Parsing GeoJSON format in Sql Server 2016

Parsing GeoJSON format in Sql Server 2016

GeoJSON is commonly used format for representing various geo-objects such as lines, polygons, etc. Sql Server 2016 enables you to parse GeoJson format using OPENJSON function. GeoJSON format is described here. In this post we will see how you can parse various types of GeoJSON objects and extract their coordinates. GeoJSON types that will be described here are:

  • Line strings
  • Polygons
  • Multi polygons

Goal of this post is not only to show how to parse GeoJSON, but also to see how you can parse some real-world nested JSON structures.

LineString

Line strings are represented as an array of 2D coordinates. Each coordinate is represented as a two-number array, as it is shown in the following example:

Linestring
{ "type": "LineString", 
    "coordinates": [
        [30, 10], [10, 30], [40, 40]
    ]
}

 

We can seek into the array of coordinates (on path $.coordinates), and return (x,y) pairs of each point:

declare @linestring nvarchar(max) =
N'{ "type": "LineString",
    "coordinates": [
        [30, 10], [10, 30], [40, 40]
    ]
}'

SELECT x, y
FROM OPENJSON(@linestring, '$.coordinates')
              WITH (x int '$[0]', y int '$[1]')

 

In order to fetch coordinates of points you should take elements 0 and 1 from the array using paths $[0] and $[1]. In this example we are converting coordinates to int type. Results are shown in the following table:

x y
30 10
10 30
40 40

Polygons

Polygon represents a set of independent line strings. In the simplest case we can have only one line string in the set:

Polygon
{ "type": "Polygon", 
    "coordinates": [
        [[30, 10], [40, 40], [20, 40], [10, 20], [30, 10]]
    ]
}

Format is same as in the line string; however, in polygons we assume that first and last points are the same. OPENJSON enables you to find coordinates of points that belong to polygon. In this case, we will reference first element in the $.coordinates array (i.e. $.coordinates[0]) and open all (x,y) points in this array:

declare @polygon nvarchar(max) =
N'{ "type": "Polygon",
    "coordinates": [
        [[30, 10], [40, 40], [20, 40], [10, 20], [30, 10]]
    ]
}'

SELECT x, y
FROM OPENJSON(@polygon, '$.coordinates[0]')
              WITH (x int '$[0]', y int '$[1]')

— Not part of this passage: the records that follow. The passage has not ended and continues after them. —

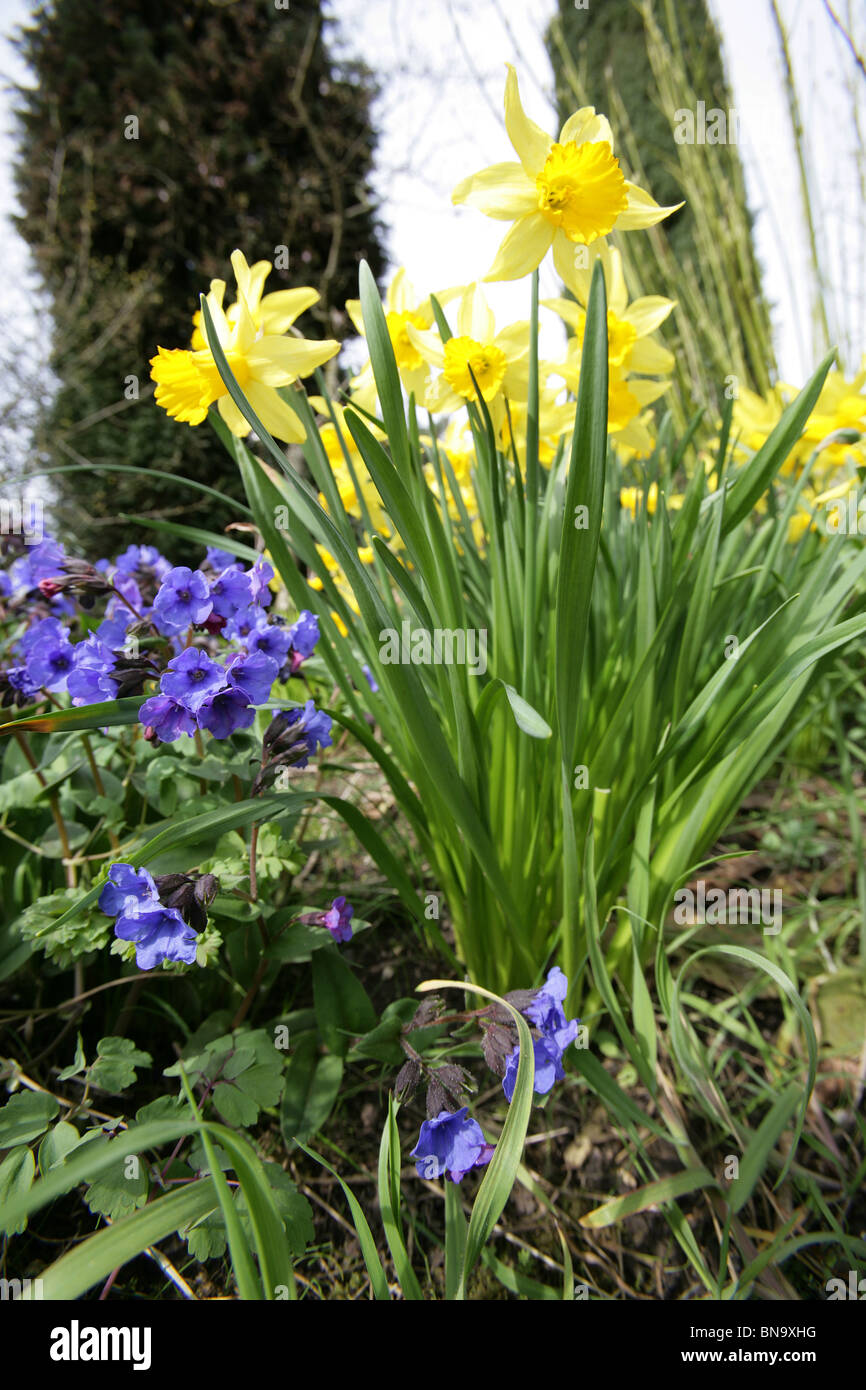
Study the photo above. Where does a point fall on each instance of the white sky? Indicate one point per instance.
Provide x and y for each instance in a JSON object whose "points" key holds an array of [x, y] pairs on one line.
{"points": [[441, 64]]}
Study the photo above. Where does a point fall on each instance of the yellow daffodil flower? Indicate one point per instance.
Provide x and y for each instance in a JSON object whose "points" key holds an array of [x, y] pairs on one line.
{"points": [[562, 193], [630, 327], [188, 381], [271, 314], [498, 362], [403, 307]]}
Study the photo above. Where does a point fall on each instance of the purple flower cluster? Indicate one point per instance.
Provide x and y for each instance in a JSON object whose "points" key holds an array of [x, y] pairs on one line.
{"points": [[198, 692], [546, 1014], [451, 1143], [146, 595], [337, 919], [159, 931]]}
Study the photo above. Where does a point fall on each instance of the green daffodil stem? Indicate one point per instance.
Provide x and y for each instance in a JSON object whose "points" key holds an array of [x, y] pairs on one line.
{"points": [[61, 830], [531, 510]]}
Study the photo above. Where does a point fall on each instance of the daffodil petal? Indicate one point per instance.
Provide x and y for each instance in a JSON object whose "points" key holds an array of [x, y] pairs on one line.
{"points": [[232, 417], [427, 342], [501, 191], [250, 278], [280, 310], [474, 317], [523, 248], [275, 362], [574, 264], [642, 210], [585, 125], [277, 417], [528, 139]]}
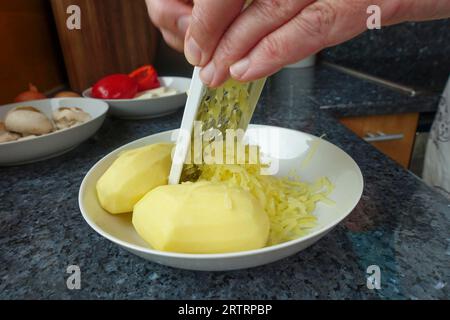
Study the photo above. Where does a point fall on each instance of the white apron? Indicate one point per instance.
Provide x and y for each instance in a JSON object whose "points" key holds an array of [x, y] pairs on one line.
{"points": [[437, 158]]}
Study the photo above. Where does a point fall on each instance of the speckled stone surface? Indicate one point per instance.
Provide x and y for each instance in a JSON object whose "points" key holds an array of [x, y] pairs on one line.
{"points": [[400, 224], [413, 54]]}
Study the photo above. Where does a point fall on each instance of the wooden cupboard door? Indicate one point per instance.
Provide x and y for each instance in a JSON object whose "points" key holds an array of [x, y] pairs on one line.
{"points": [[401, 127], [30, 51], [116, 36]]}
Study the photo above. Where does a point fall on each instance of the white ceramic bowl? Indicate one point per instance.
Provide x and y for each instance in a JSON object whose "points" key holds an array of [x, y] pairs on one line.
{"points": [[328, 160], [58, 142], [134, 109]]}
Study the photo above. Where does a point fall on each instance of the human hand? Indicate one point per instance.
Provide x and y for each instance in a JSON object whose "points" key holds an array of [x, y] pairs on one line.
{"points": [[270, 34]]}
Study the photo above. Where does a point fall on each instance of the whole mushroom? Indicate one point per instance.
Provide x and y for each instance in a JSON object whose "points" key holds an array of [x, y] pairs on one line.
{"points": [[68, 117], [6, 136], [28, 121]]}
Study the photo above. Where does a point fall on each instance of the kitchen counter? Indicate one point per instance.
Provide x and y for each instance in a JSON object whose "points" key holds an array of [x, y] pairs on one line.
{"points": [[400, 224]]}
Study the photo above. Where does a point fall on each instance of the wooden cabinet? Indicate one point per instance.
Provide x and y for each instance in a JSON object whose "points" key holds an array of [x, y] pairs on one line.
{"points": [[391, 134], [30, 50], [116, 36]]}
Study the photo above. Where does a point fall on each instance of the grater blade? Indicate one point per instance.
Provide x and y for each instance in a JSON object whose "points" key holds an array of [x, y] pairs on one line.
{"points": [[230, 106]]}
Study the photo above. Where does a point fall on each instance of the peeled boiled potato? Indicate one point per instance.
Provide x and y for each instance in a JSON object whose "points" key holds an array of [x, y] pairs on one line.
{"points": [[201, 217], [133, 175]]}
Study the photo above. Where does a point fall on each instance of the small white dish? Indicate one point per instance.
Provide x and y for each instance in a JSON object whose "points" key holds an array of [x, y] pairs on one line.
{"points": [[295, 147], [55, 143], [135, 109]]}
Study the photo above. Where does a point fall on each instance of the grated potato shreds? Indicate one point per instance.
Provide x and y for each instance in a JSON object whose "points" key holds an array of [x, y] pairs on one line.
{"points": [[288, 202]]}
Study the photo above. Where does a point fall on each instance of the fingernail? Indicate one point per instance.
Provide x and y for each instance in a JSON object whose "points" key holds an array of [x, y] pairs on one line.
{"points": [[183, 23], [193, 52], [207, 73], [239, 69]]}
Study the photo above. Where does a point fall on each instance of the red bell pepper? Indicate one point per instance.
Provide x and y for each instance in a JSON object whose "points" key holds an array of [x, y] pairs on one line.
{"points": [[116, 86], [146, 78]]}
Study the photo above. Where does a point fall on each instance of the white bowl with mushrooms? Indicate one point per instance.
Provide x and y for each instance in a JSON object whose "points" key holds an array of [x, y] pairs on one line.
{"points": [[38, 130]]}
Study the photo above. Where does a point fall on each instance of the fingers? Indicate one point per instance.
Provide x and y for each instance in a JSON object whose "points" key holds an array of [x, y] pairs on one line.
{"points": [[173, 40], [210, 19], [172, 17], [245, 32], [323, 23]]}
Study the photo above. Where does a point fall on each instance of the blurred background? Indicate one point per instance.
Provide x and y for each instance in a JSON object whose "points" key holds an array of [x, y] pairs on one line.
{"points": [[117, 36]]}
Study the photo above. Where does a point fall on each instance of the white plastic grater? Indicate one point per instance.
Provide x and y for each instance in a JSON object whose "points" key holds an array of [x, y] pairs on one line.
{"points": [[198, 107]]}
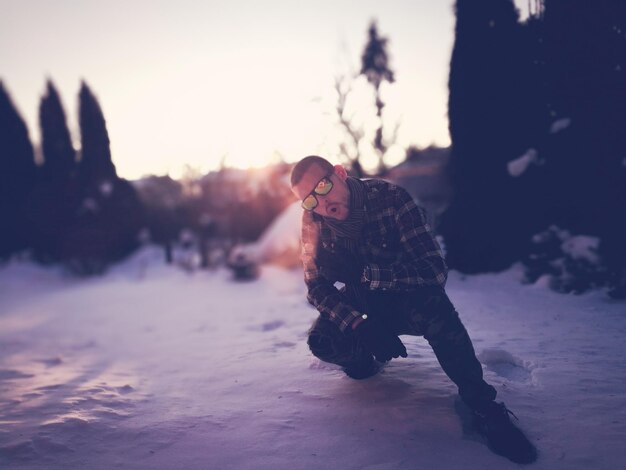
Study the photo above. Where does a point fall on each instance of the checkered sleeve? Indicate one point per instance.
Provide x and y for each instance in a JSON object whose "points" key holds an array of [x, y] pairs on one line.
{"points": [[422, 262], [322, 293]]}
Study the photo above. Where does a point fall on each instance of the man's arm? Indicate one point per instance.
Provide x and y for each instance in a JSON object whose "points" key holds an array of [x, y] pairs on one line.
{"points": [[422, 262], [322, 293]]}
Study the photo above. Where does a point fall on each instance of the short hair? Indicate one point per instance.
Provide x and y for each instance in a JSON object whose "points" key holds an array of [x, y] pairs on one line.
{"points": [[303, 165]]}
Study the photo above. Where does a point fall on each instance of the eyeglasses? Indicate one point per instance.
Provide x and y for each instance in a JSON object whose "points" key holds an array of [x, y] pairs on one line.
{"points": [[322, 188]]}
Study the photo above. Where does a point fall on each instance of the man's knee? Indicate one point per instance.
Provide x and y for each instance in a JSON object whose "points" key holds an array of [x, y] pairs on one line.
{"points": [[442, 319], [325, 339]]}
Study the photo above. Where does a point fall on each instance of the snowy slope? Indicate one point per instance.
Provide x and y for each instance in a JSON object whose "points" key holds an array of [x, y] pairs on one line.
{"points": [[150, 367]]}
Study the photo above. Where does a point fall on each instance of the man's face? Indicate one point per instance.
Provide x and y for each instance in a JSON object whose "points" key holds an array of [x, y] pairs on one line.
{"points": [[335, 204]]}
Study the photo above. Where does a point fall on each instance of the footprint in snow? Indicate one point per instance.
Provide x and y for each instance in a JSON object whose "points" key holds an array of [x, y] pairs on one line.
{"points": [[506, 365], [272, 325]]}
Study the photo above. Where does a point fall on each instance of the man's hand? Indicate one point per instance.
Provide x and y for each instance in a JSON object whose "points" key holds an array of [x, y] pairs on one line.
{"points": [[340, 266], [379, 340]]}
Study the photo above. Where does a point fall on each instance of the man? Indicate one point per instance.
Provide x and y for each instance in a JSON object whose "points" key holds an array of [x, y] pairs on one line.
{"points": [[372, 237]]}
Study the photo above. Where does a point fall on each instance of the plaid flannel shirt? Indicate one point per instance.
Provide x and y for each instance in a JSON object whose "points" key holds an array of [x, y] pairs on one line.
{"points": [[396, 244]]}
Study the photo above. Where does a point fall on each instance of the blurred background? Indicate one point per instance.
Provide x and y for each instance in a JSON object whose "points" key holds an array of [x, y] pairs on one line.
{"points": [[124, 124]]}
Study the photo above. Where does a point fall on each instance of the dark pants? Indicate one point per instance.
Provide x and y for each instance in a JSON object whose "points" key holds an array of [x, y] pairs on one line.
{"points": [[427, 312]]}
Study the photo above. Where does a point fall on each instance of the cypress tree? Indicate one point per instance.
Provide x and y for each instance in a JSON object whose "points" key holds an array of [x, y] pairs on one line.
{"points": [[96, 165], [17, 177], [483, 227], [375, 67]]}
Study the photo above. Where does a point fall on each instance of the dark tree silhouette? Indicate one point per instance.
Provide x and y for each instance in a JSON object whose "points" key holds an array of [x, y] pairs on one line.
{"points": [[17, 175], [375, 67], [59, 154], [96, 165]]}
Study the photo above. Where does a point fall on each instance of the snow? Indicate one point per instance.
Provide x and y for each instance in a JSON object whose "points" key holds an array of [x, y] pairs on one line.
{"points": [[153, 367], [518, 166], [559, 125], [582, 247]]}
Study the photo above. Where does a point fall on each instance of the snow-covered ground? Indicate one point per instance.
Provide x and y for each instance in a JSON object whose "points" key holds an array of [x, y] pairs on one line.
{"points": [[152, 367]]}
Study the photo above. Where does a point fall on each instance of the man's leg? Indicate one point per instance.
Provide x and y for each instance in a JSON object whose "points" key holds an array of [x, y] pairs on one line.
{"points": [[433, 315], [328, 343]]}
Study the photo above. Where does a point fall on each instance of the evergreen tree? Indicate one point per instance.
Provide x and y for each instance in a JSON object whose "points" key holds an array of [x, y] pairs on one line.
{"points": [[484, 227], [96, 165], [17, 177], [585, 50], [375, 67], [59, 154]]}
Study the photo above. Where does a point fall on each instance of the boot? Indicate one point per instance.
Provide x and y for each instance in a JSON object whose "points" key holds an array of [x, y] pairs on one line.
{"points": [[503, 437]]}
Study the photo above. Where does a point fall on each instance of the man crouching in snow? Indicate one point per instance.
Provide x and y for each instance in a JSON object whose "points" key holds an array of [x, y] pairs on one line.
{"points": [[372, 237]]}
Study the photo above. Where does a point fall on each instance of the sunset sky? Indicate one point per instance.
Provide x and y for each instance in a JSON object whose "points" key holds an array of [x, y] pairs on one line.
{"points": [[192, 83]]}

Results are shown in the following table:

x y
30 10
40 40
20 40
10 20
30 10

Polygon can also have more than one line string (each line string is represented with a separate line string in the $.coordinates array):

Polygon with hole
{ "type": "Polygon", 
    "coordinates": [
        [[35, 10], [45, 45], [15, 40], [10, 20], [35, 10]], 
        [[20, 30], [35, 35], [30, 20], [20, 30]]
    ]
}

 

In this case we need to open json in two steps:

1. First we are going to open an array of line strings on the $.coordinates path and return array of coordinates belonging to each line string. Key column contains an index of the line string.

 

declare @polygon nvarchar(max) =
N'{ "type": "Polygon",
    "coordinates": [
        [[35, 10], [45, 45], [15, 40], [10, 20], [35, 10]],
        [[20, 30], [35, 35], [30, 20], [20, 30]]
    ]
}'

SELECT line.[key] as line_number, line.value
FROM OPENJSON(@polygon, '$.coordinates') line

 

Results are shown in the following table:

 line_number   value
 0  [[35, 10], [45, 45], [15, 40], [10, 20], [35, 10]] 
 1  [[20, 30], [35, 35], [30, 20], [20, 30]]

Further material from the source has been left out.